DO loops that have no cross-iteration data dependencies are automatically parallelized by -autopar or -parallel. The general criteria for automatic parallelization are:
DO loops are parallelized, but not DO WHILE or Fortran 90 array operations.
The values of array variables for each iteration of the loop must not depend on the values of array variables for any other iteration of the loop.
Calculations within the loop must not conditionally change any pure scalar variable that is referenced after the loop terminates.
Calculations within the loop must not change a scalar variable across iterations. This is called a loop-carried dependency.
The f77 compiler may automatically eliminate a reference that appears to create a dependency transforming the compiled code. One of the many such transformations makes use of private versions of some of the arrays. Typically, the compiler does this if it can determine that such arrays are used in the original loops only as temporary storage.

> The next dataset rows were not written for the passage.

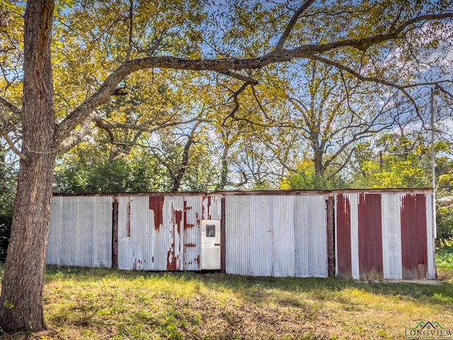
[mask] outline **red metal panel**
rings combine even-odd
[[[401,205],[403,278],[425,279],[428,273],[426,196],[408,194]]]
[[[176,199],[175,199],[176,200]],[[181,225],[183,211],[175,208],[171,204],[171,227],[170,238],[171,244],[167,251],[167,271],[179,271],[181,269]]]
[[[202,198],[202,219],[203,220],[212,220],[212,215],[211,213],[211,196],[203,196]]]
[[[351,278],[351,210],[349,199],[337,195],[337,257],[338,277]]]
[[[362,280],[382,280],[382,218],[380,194],[359,196],[359,273]]]

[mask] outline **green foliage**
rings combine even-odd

Example: Using -autopar, with dependencies eliminated by private arrays:
parameter (n=1000) real a(n), b(n), c(n,n) do i = 1, 1000 <--Parallelized do k = 1, n a(k) = b(k) + 2.0 end do do j = 1, n c(i,j) = a(j) + 2.3 end do end do end
In the preceding example, the outer loop is parallelized and run on independent processors. Although the inner loop references to array a(*) appear to result in a data dependency, the compiler generates temporary private copies of the array to make the outer loop iterations independent.
Under automatic parallelization, the compilers do not parallelize a loop if:
The DO loop is nested inside another DO loop that is parallelized.
Flow control allows jumping out of the DO loop.
A user-level subprogram is invoked inside the loop.
An I/O statement is in the loop.
Calculations within the loop change an aliased scalar variable.
On multiprocessor systems, it is most effective to parallelize the outermost loop in a loop nest, rather than the innermost. Because parallel processing typically involves relatively large loop overhead, parallelizing the outermost loop minimizes the overhead and maximizes the work done for each processor. Under automatic parallelization, the compilers start their loop analysis from the outermost loop in a nest and work inward until a parallelizable loop is found. Once a loop within the nest is parallelized, loops contained within the parallel loop are passed over.